En paralelo, está por ver si el posibilismo blanqueador tiene algún coste interno para los de Otegi, que han de lidiar hoy -paradojas de la historia- con los presos etarras más recalcitrantes y un sector juvenil díscolo que abraza el comunismo. Pero, por de pronto, la izquierda abertzale no ha hecho más que repuntar elección tras elección desafiando la hegemonía institucional del PNV, con candidatos renovados sin la mácula de la connivencia con ETA y con un programa -derechos sociales, feminismo y ecologismo- que atrae a nuevas generaciones de vascos que no han conocido los tiempos lúgubres. Y Otegi, que admitió ante sus bases en una charla aireada por error que «si para que salgan los 200 presos hay que votar los Presupuestos (de Sánchez), los votaremos», cuenta con el paraguas y la baza del final de la dispersión penitenciaria que el Gobierno ha culminado esta legislatura.

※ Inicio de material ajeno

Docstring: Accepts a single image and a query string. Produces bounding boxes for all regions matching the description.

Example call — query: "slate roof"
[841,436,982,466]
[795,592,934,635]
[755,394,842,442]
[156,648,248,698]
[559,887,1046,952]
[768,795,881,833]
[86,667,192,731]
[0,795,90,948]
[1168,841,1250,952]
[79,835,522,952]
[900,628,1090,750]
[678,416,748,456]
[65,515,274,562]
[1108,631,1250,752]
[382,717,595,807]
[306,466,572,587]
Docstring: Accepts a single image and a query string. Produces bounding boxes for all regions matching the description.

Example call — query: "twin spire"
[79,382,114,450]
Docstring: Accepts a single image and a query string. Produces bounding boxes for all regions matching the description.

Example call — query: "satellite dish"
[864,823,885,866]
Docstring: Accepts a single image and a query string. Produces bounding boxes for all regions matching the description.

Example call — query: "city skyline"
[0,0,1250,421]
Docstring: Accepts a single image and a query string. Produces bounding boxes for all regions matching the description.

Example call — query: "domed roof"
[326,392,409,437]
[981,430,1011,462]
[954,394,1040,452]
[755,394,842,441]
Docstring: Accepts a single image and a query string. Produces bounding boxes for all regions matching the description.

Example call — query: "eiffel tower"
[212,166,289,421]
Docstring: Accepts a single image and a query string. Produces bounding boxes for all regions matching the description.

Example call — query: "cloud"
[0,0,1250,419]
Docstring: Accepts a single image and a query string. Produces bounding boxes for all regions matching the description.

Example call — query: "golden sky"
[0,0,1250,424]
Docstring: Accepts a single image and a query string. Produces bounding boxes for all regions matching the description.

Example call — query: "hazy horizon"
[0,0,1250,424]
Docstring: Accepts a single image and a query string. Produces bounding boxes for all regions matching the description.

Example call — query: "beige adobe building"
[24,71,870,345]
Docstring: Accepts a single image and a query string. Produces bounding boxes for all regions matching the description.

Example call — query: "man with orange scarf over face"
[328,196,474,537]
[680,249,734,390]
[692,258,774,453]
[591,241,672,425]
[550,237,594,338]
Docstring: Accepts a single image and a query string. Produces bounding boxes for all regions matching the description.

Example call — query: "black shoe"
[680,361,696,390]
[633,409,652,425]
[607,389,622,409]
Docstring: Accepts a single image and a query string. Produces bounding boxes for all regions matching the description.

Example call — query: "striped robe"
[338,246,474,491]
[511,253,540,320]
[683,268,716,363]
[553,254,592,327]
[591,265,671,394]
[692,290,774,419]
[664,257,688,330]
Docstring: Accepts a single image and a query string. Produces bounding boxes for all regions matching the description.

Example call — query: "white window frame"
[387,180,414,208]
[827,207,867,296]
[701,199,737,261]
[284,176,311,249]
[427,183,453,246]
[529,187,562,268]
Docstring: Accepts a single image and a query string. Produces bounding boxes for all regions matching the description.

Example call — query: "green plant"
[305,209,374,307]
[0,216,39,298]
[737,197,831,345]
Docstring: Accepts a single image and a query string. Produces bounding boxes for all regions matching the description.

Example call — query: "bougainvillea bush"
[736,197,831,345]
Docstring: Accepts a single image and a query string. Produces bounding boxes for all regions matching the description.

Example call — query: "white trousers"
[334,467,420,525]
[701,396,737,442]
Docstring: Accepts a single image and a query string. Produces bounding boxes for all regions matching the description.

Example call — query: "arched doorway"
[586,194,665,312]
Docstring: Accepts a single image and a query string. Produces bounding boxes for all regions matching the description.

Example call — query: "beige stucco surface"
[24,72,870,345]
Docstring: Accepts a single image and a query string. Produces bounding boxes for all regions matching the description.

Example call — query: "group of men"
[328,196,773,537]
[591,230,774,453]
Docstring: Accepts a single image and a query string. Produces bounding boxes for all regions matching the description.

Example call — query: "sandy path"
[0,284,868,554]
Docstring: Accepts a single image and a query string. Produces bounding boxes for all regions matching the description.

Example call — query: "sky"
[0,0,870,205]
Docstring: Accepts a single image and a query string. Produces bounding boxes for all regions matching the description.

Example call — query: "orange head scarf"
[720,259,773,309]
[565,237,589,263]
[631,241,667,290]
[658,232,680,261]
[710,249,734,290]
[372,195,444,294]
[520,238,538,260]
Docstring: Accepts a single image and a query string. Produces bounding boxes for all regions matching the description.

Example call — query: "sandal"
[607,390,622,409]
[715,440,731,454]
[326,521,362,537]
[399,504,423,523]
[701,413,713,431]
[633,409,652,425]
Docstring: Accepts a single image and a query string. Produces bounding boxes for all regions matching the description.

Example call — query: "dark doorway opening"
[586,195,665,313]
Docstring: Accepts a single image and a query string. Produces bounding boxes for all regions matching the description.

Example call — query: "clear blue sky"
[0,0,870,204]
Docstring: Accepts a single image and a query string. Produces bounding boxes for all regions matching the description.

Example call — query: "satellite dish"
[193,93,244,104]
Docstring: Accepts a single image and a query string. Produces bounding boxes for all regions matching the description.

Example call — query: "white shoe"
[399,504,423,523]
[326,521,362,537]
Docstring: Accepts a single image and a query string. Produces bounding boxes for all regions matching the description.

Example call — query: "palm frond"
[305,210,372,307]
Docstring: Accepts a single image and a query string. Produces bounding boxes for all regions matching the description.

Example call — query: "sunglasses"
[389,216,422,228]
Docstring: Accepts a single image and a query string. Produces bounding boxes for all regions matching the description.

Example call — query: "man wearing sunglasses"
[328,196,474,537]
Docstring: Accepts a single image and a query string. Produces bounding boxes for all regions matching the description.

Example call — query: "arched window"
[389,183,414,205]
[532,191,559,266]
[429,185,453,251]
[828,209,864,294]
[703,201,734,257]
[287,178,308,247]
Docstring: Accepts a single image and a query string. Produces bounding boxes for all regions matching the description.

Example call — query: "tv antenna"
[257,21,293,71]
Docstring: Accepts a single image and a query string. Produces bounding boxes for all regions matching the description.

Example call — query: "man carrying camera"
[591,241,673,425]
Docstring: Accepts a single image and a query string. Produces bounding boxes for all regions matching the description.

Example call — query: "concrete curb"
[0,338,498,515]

El entierro definitivo de la violencia hace un lustro estuvo preludiado por la liturgia del desarme, exigida para terminar de dotar de credibilidad al cese de los atentados que había marcado el hito del 20 de octubre de 2011. Una dilución que ETA, en estado terminal por la persecución policial y judicial, el rechazo social ya mayoritario y el golpe de timón 'in extremis' de Otegi y los suyos para no quedar de facto en la clandestinidad política, prolongó durante siete años en un intento de maquillar su derrota y enredar el relato. La paz en el País Vasco que hoy la disfruta acabó siendo exactamente eso, el silencio de las armas. Pero la huella de medio siglo de terrorismo, entreverado de otras violencias, no se difumina como arena arrastrada por el mar.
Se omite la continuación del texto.